IN THE MEDIA
MEMORANDUM ON THE OBJECTS OF THE SOUTH AFRICAN RESERVE BANK AMENDMENT BILL, 2018
The South African Reserve Bank Act, 1989 (Act No. 90 of 1989) (‘‘Act’’), amongst other things, provides for the share capital of the South African Reserve Bank (‘‘Bank’’). The provision of share capital of the Bank, and the increase of the share capital by issuing shares, enable private individuals including foreign nationals to buy and own shares in the Bank. The Bank currently has some 650 shareholders other than government.
2. OBJECTS OF THE BILL
The Bill seeks to amend the Act to make the State the sole holder of the shares in the Bank and to give powers to the Minister to exercise the rights attached to the shares in the Bank of which the State is the owner. The Bill further seeks to provide for the appointment process of directors of the Board that instead of being elected at an ordinary general meeting of shareholders, will now be appointed by the Minister.
3. CONTENTS OF THE BILL
3.1 Clause 1 amends section 1 of the Act by deleting certain definitions and adding a definition for an appointed director.
3.2 Clause 2 amends section 4 of the Act. The proposed amendment seeks to empower the Minister to appoint the directors of the Board and to provide for how nominations of those directors should be done.

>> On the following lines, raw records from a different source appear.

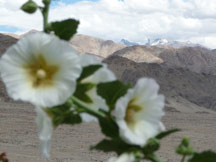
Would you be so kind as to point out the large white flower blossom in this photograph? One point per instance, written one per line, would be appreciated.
(138, 113)
(45, 130)
(123, 158)
(100, 76)
(40, 69)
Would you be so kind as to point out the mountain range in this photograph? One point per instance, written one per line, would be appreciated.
(161, 42)
(187, 75)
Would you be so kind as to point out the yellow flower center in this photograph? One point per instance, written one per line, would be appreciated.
(131, 110)
(40, 73)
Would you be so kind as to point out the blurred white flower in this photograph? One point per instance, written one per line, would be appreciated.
(100, 76)
(41, 69)
(45, 130)
(123, 158)
(138, 113)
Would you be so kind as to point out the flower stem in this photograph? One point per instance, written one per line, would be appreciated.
(88, 109)
(183, 158)
(45, 13)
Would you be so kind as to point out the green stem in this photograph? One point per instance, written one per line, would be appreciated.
(153, 158)
(183, 158)
(45, 13)
(88, 109)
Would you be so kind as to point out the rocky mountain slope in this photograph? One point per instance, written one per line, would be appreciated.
(195, 59)
(177, 84)
(91, 45)
(185, 74)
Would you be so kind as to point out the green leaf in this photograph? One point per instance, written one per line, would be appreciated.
(114, 145)
(88, 70)
(63, 115)
(81, 90)
(206, 156)
(109, 128)
(29, 7)
(112, 91)
(65, 29)
(152, 145)
(167, 133)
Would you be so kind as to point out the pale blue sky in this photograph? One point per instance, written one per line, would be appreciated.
(11, 29)
(134, 20)
(71, 1)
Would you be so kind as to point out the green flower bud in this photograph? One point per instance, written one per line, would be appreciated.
(29, 7)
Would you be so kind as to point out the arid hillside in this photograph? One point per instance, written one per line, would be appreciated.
(91, 45)
(195, 59)
(176, 83)
(185, 78)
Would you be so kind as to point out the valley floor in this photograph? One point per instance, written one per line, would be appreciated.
(18, 135)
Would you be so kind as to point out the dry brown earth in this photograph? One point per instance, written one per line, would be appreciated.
(190, 96)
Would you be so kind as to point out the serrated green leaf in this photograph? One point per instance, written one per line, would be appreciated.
(29, 7)
(153, 158)
(167, 133)
(206, 156)
(109, 128)
(114, 145)
(81, 90)
(112, 91)
(88, 70)
(65, 29)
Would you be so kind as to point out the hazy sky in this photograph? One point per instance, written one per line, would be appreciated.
(135, 20)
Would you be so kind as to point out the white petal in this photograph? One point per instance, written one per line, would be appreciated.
(123, 158)
(55, 52)
(45, 130)
(146, 122)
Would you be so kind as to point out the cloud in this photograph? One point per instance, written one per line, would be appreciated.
(136, 20)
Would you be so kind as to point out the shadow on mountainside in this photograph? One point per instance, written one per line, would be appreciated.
(174, 82)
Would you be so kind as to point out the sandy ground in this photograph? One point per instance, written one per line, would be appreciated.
(18, 135)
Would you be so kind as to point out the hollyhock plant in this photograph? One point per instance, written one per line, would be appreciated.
(45, 130)
(139, 112)
(40, 69)
(101, 75)
(126, 157)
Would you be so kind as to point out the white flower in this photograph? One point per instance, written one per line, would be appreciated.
(40, 69)
(139, 112)
(100, 76)
(123, 158)
(45, 130)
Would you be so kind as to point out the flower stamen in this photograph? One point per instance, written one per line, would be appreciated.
(41, 74)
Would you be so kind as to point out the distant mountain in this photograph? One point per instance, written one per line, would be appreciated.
(179, 85)
(164, 43)
(172, 43)
(128, 43)
(87, 44)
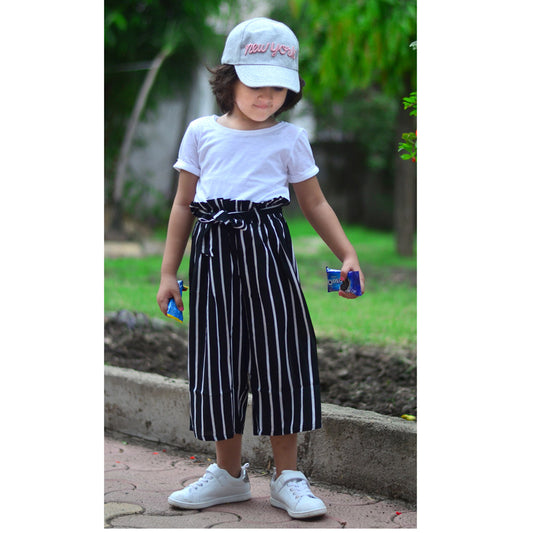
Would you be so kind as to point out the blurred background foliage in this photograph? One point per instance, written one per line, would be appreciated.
(357, 64)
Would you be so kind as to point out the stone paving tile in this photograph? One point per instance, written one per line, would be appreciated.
(140, 476)
(205, 519)
(115, 509)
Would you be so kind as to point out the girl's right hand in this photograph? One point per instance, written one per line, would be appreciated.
(168, 289)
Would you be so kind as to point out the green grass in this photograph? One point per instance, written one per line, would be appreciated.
(384, 316)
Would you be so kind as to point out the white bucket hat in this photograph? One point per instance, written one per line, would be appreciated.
(264, 53)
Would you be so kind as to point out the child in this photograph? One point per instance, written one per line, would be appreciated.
(248, 316)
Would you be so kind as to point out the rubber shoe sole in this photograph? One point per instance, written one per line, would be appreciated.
(295, 514)
(209, 503)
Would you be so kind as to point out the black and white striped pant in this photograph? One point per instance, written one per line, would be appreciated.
(249, 324)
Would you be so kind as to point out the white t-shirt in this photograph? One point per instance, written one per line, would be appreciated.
(255, 165)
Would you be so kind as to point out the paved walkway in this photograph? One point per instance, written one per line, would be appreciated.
(140, 475)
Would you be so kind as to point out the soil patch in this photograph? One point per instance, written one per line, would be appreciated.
(362, 377)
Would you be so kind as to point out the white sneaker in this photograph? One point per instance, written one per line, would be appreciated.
(291, 491)
(214, 487)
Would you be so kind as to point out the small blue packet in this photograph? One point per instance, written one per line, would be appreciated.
(351, 284)
(172, 309)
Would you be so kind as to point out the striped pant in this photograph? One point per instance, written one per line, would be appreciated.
(249, 328)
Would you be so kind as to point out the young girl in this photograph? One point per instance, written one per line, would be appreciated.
(249, 324)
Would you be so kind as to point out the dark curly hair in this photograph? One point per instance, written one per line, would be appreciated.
(223, 80)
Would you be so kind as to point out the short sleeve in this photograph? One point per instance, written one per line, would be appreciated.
(302, 164)
(188, 153)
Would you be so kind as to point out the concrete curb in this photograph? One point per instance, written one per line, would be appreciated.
(356, 449)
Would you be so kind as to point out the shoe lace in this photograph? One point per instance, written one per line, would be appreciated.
(299, 488)
(204, 480)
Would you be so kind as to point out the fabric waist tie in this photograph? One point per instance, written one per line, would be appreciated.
(233, 214)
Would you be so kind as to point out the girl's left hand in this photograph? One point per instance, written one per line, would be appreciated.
(346, 267)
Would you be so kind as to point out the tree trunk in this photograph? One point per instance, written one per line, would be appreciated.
(404, 193)
(142, 97)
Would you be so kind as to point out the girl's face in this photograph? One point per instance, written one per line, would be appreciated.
(257, 105)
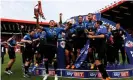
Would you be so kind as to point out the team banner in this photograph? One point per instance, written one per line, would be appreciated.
(87, 74)
(129, 47)
(84, 51)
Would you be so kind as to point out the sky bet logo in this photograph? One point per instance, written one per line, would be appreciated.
(75, 74)
(121, 74)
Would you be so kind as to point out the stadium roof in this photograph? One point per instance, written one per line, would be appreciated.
(120, 12)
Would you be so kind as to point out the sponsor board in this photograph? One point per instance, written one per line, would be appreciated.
(94, 74)
(74, 74)
(121, 74)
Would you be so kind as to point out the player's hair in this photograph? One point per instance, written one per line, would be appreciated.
(80, 16)
(99, 22)
(118, 23)
(29, 31)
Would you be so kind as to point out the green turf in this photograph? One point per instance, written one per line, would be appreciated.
(18, 74)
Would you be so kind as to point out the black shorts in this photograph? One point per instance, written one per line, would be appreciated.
(69, 46)
(11, 53)
(28, 53)
(48, 51)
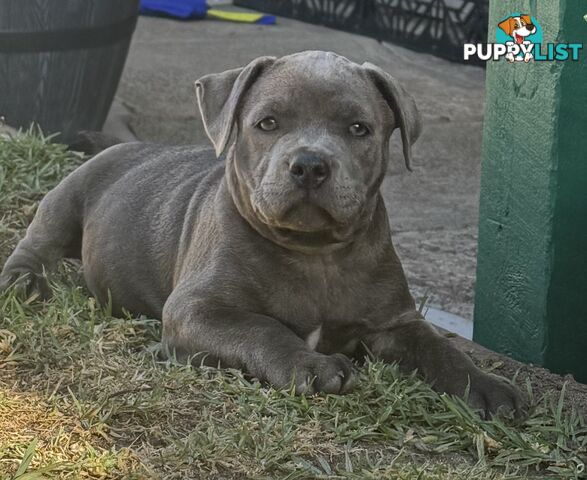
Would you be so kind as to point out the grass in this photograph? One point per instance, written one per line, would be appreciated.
(83, 395)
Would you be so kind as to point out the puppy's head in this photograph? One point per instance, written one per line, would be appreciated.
(307, 138)
(518, 27)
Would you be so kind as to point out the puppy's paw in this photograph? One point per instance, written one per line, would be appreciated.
(491, 395)
(315, 372)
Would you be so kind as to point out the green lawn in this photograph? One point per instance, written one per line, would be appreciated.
(83, 395)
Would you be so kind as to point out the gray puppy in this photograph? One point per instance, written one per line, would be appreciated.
(276, 259)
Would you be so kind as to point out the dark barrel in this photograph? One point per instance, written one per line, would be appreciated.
(61, 60)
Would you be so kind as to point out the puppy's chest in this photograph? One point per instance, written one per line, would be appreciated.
(321, 300)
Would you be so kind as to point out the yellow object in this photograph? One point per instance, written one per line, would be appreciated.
(235, 16)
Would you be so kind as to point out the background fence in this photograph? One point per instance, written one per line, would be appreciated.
(440, 27)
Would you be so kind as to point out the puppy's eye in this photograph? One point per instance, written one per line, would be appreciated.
(358, 130)
(267, 124)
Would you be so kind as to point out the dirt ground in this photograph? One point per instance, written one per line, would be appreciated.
(539, 378)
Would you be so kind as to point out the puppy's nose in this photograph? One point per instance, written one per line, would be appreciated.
(309, 170)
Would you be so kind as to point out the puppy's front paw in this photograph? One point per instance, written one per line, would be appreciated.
(492, 394)
(315, 372)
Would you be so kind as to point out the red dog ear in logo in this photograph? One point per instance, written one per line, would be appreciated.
(509, 25)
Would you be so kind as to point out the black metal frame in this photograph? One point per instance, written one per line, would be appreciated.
(440, 27)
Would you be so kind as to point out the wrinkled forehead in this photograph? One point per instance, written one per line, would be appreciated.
(318, 82)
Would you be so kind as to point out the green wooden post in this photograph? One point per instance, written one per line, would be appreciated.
(531, 300)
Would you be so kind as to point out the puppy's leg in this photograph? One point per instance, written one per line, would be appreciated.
(415, 344)
(196, 329)
(54, 233)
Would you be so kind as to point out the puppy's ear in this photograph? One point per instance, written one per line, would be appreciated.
(402, 105)
(507, 26)
(219, 96)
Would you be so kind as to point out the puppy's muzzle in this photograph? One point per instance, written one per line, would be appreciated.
(309, 170)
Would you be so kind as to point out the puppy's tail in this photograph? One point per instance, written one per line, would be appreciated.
(92, 143)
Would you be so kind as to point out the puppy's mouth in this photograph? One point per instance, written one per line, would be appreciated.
(309, 239)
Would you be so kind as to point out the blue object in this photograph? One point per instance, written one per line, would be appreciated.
(175, 8)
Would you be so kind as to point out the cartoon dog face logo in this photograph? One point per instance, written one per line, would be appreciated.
(518, 28)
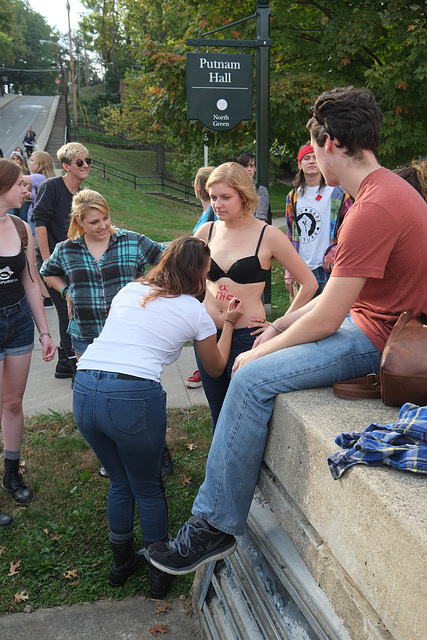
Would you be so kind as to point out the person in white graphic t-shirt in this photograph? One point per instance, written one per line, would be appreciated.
(314, 212)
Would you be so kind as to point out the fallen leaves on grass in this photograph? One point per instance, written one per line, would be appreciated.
(158, 628)
(13, 568)
(70, 574)
(53, 536)
(185, 480)
(19, 597)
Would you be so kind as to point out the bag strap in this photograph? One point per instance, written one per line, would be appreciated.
(367, 387)
(23, 234)
(21, 229)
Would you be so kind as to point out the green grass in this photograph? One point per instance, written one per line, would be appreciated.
(65, 527)
(157, 218)
(60, 539)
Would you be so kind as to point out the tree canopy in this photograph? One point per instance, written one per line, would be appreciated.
(381, 45)
(316, 45)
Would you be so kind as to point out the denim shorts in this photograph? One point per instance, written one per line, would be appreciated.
(16, 329)
(80, 346)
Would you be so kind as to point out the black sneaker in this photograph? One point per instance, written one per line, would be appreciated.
(196, 544)
(14, 483)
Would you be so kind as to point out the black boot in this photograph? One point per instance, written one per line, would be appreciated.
(160, 583)
(13, 482)
(125, 562)
(63, 367)
(5, 520)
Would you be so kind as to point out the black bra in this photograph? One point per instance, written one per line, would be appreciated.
(243, 271)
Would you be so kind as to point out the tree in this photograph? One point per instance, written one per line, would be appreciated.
(379, 45)
(316, 45)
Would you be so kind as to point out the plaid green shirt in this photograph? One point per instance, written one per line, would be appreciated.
(92, 284)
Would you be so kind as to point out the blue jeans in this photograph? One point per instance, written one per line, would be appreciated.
(124, 421)
(216, 388)
(241, 433)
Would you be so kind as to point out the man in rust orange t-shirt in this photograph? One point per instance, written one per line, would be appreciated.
(380, 270)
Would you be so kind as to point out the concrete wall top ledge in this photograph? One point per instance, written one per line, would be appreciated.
(373, 519)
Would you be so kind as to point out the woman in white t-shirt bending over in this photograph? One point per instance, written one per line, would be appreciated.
(119, 404)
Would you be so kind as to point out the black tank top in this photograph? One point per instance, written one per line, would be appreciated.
(244, 271)
(11, 287)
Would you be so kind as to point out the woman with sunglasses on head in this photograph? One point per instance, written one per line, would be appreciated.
(243, 249)
(119, 404)
(20, 302)
(51, 217)
(89, 268)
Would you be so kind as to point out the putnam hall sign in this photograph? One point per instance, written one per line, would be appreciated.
(219, 89)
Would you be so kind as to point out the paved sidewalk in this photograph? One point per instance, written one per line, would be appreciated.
(132, 618)
(129, 619)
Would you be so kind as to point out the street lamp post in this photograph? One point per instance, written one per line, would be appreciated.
(64, 85)
(73, 84)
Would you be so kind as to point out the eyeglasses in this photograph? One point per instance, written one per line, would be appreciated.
(80, 163)
(320, 121)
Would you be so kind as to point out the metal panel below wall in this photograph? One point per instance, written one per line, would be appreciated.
(263, 591)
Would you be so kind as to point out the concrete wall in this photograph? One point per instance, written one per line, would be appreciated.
(363, 538)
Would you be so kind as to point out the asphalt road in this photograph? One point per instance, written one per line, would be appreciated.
(16, 116)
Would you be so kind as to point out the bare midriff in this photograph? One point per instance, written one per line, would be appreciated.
(219, 294)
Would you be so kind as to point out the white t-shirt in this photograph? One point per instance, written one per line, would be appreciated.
(314, 219)
(139, 340)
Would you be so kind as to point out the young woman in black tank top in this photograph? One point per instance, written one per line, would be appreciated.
(20, 299)
(242, 251)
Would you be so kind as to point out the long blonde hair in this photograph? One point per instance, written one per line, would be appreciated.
(235, 176)
(83, 201)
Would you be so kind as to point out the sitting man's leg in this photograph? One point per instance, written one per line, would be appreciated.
(223, 502)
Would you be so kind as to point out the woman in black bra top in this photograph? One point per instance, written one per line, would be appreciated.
(20, 299)
(242, 251)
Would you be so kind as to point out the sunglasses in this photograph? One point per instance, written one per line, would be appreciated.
(80, 163)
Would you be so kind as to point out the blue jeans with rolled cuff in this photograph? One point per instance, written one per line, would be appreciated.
(216, 388)
(241, 433)
(123, 418)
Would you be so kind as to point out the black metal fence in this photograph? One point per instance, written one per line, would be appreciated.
(150, 184)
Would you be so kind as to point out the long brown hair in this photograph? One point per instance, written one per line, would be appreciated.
(44, 163)
(181, 270)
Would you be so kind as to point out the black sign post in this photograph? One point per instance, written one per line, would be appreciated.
(219, 89)
(206, 108)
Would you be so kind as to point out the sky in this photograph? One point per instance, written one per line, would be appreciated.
(56, 14)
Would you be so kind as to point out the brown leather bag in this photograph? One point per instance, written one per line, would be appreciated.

3.3 Clause 3 amends section 4A of the Act. In terms of the proposed amendment, the annual and financial statements should be submitted to the Minister and Parliament only and not to the shareholders as the Bill proposes the shareholder to be the State, represented by the Minister.
3.4 Clause 4 amends section 5 of the Act to align the Act with the proposal that the State be the sole holder of the shares in the Bank. The clause does this by providing a fixed term of appointment for the directors appointed by the Minister and by providing for re-appointment of directors.
3.5 Clauses 5 and 6 amend sections 6 and 9 of the Act, respectively. The proposed amendments seek to align the appointment process with the proposal that the State be the sole holder of the shares in the Bank.
3.6 Clause 7 amends section 10 of the Act. The amendment seeks to remove the power of the Bank to form certain shares.
3.7 Clause 8 amends section 13 of the Act by deleting a paragraph. The amendment is consequential to the proposal that the State be the sole holder of shares in the Bank.
3.8 Clause 9 amends section 21 of the Act. This amendment deals with the share capital of the Bank. The proposed amendment makes the State the sole holder of shares in the Bank and proposes that the rights attached to those shares be exercised by the Minister on behalf of the State.
3.9 Clauses 10 and 11 repeal sections 22 and 23 of the Act, respectively. The repeals are consequential to the proposal that the State be the sole holder of shares in the Bank.
3.10 Clause 12 amends section 24 of the Act by deleting a paragraph. The amendment is consequential to the proposal that the State be the sole holder of shares in the Bank.
3.11 Clause 13 amends section 30 of the Act. The proposed amendment gives the power to the Minister to appoint firms of public accountants to act as auditors of the Bank.
3.12 Clauses 14 and 15 amend sections 32 and 33 of the Act by deleting certain provisions, respectively. The amendments are consequential to the proposal that the State be the sole holder of shares in the Bank.
3.13 Clause 16 amends section 32 of the Act by giving the Minister the power to make regulations for the appointment of directors.
3.14 Clause 17 amends section 38 of the Act by deleting provisions. The amendment is consequential to the proposal that the State be the sole holder of shares in the Bank.
3.15 Clause 18 provides for the short title.
4. FINANCIAL IMPLICATIONS FOR THE STATE
5. PARLIAMENTARY PROCEDURE
5.1 The Member proposes that the Bill be dealt with in accordance with the procedure established by section 75 of the Constitution since it contains no provisions to which the procedures set out in section 74 or 76 of the Constitution apply.
5.2 The Member is of the opinion that it is not necessary to refer this Bill to the National House of Traditional Leaders in terms of section 18(1)(a) of the Traditional Leadership and Governance Framework Act, 2003 (Act No. 41 of 2003), since it does not contain provisions pertaining to customary law or customs of traditional communities.